(Reuters) Russian-backed Syrian government forces and their allies recaptured the historic Palmyra citadel, on the city’s western outskirts, from Islamic State fighters on Wednesday, a military media unit run by Hezbollah said.
The Syrian army also seized a modern palatial complex to the southwest, it said, in advances that brought it closer to storming the city and driving back the jihadists.
Islamic State has captured Palmyra, whose ancient ruins are a UNESCO World Heritage Site, twice during Syria’s six-year-old conflict.
The Syrian army and its allies, backed by Russian air support, recaptured the city from the ultra-hardline group in March last year, but Islamic State seized it again in December.
The group has razed ancient monuments during both of its spells in control of Palmyra – destruction the United Nations has condemned as a war crime.
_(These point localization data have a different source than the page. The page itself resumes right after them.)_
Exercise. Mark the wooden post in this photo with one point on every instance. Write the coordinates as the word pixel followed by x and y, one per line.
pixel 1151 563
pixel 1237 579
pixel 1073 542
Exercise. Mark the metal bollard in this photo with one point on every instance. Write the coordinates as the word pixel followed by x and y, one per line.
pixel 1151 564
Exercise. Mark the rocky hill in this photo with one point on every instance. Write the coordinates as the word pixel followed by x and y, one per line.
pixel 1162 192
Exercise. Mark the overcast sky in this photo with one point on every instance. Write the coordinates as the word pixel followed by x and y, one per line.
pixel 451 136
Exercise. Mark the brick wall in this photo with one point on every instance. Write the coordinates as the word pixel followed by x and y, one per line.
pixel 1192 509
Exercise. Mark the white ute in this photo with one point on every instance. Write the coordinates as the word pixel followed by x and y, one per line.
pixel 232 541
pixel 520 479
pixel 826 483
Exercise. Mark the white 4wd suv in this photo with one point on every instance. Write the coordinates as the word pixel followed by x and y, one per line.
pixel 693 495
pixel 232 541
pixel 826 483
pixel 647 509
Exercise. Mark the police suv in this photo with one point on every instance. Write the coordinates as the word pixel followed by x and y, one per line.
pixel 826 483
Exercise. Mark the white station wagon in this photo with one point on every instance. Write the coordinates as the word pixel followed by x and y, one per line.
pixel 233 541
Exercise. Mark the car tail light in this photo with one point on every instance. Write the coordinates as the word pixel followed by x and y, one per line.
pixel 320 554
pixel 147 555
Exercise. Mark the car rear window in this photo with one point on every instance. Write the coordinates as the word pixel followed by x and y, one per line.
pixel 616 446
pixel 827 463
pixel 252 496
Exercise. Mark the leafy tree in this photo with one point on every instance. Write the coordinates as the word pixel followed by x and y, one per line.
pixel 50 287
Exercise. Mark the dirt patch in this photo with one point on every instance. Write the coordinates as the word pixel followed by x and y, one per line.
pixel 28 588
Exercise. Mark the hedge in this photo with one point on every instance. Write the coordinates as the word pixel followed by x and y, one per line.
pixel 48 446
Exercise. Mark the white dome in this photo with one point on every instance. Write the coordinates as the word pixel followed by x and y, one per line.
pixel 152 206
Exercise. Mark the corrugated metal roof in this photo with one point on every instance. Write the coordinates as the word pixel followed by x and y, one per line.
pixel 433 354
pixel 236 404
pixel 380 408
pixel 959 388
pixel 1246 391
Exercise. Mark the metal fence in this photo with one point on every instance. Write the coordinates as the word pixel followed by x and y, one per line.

A Syrian military source told Reuters earlier on Wednesday: “The army’s entry to the city will begin very soon.”
The army said it had captured an area known as the “Palmyra triangle” a few kilometers (miles) west of the city after rapid advances in recent days backed by Russian air strikes.
The Syrian Observatory for Human Rights, a Britain-based organization that reports on the war, said government forces were expected to storm Palmyra at “any moment”. Russia has said its aircraft are supporting the army offensive in Palmyra.
Photos published on an Islamic State Telegram account on Wednesday showed the group’s fighters firing at the Syrian army with rockets and a tank. Reuters could not verify the authenticity of the photos.
Islamic State first captured Palmyra from the government in 2015. During its first period in control of the site, the jihadists destroyed monuments including a 1,800-year-old monumental arch.
Most recently, Islamic State has razed the landmark Tetrapylon and the facade of Palmyra’s Roman Theater. Palmyra, known in Arabic as Tadmur, stood at the crossroads of the ancient world.
The government and its allies lost Palmyra as they focused on defeating Syrian rebel groups in eastern Aleppo. The rebel groups were driven from eastern Aleppo in December, the government’s biggest victory of the war.